Não muito distante dali, perto dos bares à beira do lago, caminhava com tranquilidade o bancário Pedro Ermida Cruz, 35. Usando máscara, vestindo camiseta, calção e chinelos de dedo, Pedro andava com Catraca, vira-lata de três anos de idade. "Caminho com o Catraca 8 km por dia pela na nova orla do Guaíba. Ele adora passear e saio com ele todas as noites, assim ele não queima as patinhas por causa do calor no chão", comentou.

Na semana passada, quando as temperaturas ultrapassaram os 40ºC em Porto Alegre, Pedro levou o mascote para se banhar no Guaíba. "Ele é o que mais sofre no calor e quando pode, adora tomar um banho e nadar."

A artista plástica Mariane Oliveira, 36, caminha na orla do Lago Guaíba, próximo a Usina do Gasômetro, no centro histórico de Porto Alegre - Luciano Nagel/UOL - Luciano Nagel/UOL
A artista plástica Mariane Oliveira, 36, caminha na orla do Guaíba, próximo a Usina do Gasômetro, no centro histórico de Porto Alegre
Imagem: Luciano Nagel/UOL

Quem não tem escolha

A onda de calor na região Sul do Brasil não cessa há quase 10 dias e elevou a temperatura mais de 15ºC acima da média para essa época do ano. Nos pampas, a estiagem já cobra seu preço: houve queda na produção da soja e outros produtos agrícolas.

Desde quinta-feira passada (13), as temperaturas dos termômetros espalhados pela capital gaúcha, durante o dia, não descem para menos de 35ºC; Às 16h, marcavam entre 37 e 39°C, não menos do que isso, mas a sensação térmica na rua era de 45ºC. Mesmo sob sol forte, sem nenhuma nuvem cobrindo o céu, lá estava ela, sorridente.

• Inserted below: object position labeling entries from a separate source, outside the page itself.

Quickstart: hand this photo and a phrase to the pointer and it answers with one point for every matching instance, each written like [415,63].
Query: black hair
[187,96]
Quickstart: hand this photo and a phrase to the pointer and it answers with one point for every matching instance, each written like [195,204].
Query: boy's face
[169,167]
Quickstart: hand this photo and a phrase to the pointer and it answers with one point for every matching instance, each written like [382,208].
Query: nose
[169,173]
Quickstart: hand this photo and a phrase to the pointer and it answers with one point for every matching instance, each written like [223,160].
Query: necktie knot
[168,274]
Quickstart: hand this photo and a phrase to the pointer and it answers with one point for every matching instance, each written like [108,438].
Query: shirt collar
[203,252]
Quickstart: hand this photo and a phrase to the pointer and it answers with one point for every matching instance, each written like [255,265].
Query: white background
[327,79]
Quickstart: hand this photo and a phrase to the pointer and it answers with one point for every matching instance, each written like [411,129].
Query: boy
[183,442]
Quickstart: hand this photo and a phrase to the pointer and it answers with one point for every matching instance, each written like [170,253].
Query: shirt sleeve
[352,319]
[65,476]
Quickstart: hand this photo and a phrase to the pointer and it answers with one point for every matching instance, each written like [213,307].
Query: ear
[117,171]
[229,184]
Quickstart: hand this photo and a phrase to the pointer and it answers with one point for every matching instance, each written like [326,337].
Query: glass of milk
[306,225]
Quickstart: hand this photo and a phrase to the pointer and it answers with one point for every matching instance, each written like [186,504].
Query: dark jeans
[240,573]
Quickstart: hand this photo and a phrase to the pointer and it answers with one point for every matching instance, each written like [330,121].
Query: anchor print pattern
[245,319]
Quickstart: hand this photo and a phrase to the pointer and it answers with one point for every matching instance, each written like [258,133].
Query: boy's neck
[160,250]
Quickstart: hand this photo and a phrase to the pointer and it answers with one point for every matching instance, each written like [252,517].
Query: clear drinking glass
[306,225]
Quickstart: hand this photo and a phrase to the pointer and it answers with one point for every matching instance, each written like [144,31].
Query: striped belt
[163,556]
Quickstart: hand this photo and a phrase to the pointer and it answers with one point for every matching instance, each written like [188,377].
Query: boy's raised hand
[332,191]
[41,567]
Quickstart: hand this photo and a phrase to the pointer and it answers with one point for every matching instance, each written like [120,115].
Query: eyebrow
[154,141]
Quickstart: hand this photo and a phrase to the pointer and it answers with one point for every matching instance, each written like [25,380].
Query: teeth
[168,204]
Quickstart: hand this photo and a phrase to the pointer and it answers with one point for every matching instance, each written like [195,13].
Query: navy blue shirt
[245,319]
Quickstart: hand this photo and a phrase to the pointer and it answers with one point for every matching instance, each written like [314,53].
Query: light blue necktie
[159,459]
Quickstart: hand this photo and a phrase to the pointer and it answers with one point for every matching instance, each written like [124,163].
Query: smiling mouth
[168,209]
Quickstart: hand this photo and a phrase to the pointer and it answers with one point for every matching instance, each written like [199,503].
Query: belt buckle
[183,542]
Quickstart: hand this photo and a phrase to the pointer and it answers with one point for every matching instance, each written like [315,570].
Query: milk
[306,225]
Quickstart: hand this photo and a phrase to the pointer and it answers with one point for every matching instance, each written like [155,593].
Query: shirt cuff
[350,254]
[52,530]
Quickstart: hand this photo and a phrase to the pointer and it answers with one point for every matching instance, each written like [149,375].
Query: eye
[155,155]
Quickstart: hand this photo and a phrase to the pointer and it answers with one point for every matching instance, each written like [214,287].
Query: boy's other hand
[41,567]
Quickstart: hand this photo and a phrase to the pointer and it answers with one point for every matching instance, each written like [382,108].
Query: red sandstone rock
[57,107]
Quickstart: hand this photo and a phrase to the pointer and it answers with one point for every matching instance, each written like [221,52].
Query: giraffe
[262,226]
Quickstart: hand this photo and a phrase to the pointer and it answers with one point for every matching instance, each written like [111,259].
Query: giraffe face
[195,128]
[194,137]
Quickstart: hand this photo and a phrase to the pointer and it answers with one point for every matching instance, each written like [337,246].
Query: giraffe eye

A estátua de Elis Regina não reclamou do calor, nem do abafamento. Mas era a única.

Naquela tarde, a escultura, que fica às margens do Guaíba, não sorria para quase ninguém. Durante a semana mais quente do Sul do Brasil em 2022, poucos se atreveram a sair para uma corrida ou uma pedalada.

A professora de inglês Júlia Kellerman de Moares, 31, desafiou o sol e foi andar. Usando máscara, disse que resolveu sair para dar uma caminhada pois estava, naquele momento, no meio de uma crise de ansiedade. Apesar do alívio de sair um pouco de casa, na rua a sensação era quase claustrofóbica.

"O calor é bem desagradável aqui em Porto Alegre. Há poucos dias eu estava em Salvador e lá o calor é diferente, tem uma brisa e tu não sofres tanto, não tem esse mormaço terrível que há aqui", explicou Júlia, coberta de protetor solar 70 no rosto e 30 nos braços e pernas.

No atropelo — senão não teria coragem —, Júlia disse que saiu de casa sem pegar uma garrafa de água. "Preferi sair com os braços livres, sem carregar nada", comentou a catarinense que vive no Rio Grande do Sul há muitos anos.

Também caminhava pela orla do Guaíba, tomando uma água de coco, a artista plástica Mariane Oliveira, 36. De pele clara e usando óculos de sol, a gaúcha afirmou não temer as altas temperaturas, pois adora o calor e caminhar às margens do lago.

Com o aumento das temperaturas, pipocam vendedores de água nos semáforos das principais ruas e avenidas da capital. Uma família de quatro pessoas — mãe e seus dois filhos, além da irmã — oferece garrafas de 500 ml a R$ 3 no cruzamento das avenidas Assis Brasil com Sertório, na zona norte de Porto Alegre.

Tassiara Freitas Santos e sua irmã, Évelin Nascente, vendem água na Av. Assis Brasil, na zona norte de Porto Alegre - Luciano Nagel/UOL - Luciano Nagel/UOL
Tassiara Freitas Santos e sua irmã, Évelin Nascente, vendem água na Av. Assis Brasil
Imagem: Luciano Nagel/UOL

Transpirando intensamente, Tassiara Freitas Santos, 31, dizia, aos gritos: "Olha a água, olha a água. Água mineral com e sem gás". Desempregada, Tassiara sai de Porto Seco, também na zona norte da capital gaúcha, e fica ao lado do semáforo das 10h às 18h, de segunda a sábado.

Entre uma venda e outra, mãe, filhos e irmã param para descansar sob a sombra de uma árvore, no canteiro da avenida. Ali tomam água, se refrescam, comem uva e maçã guardadas num isopor com gelo e repassam novamente pelo corpo e rosto o protetor solar para evitar queimaduras. "Apesar de termos a pele escura, isso não significa que não nos queimamos. Temos que nos proteger desse sol forte", comentou a mãe, que vende em média 200 garrafas de água por dia.

Os dois filhos menores, de 13 e 15 anos, estão de férias escolares. Na sexta-feira (14) trabalharam o dia todo. Tassiara contou orgulhosa que os meninos estão estudando e indo bem na escola, e agora aproveitam o período de férias para tirar uns "trocados" e ajudar na renda familiar. Refresco de uns, suor de outros.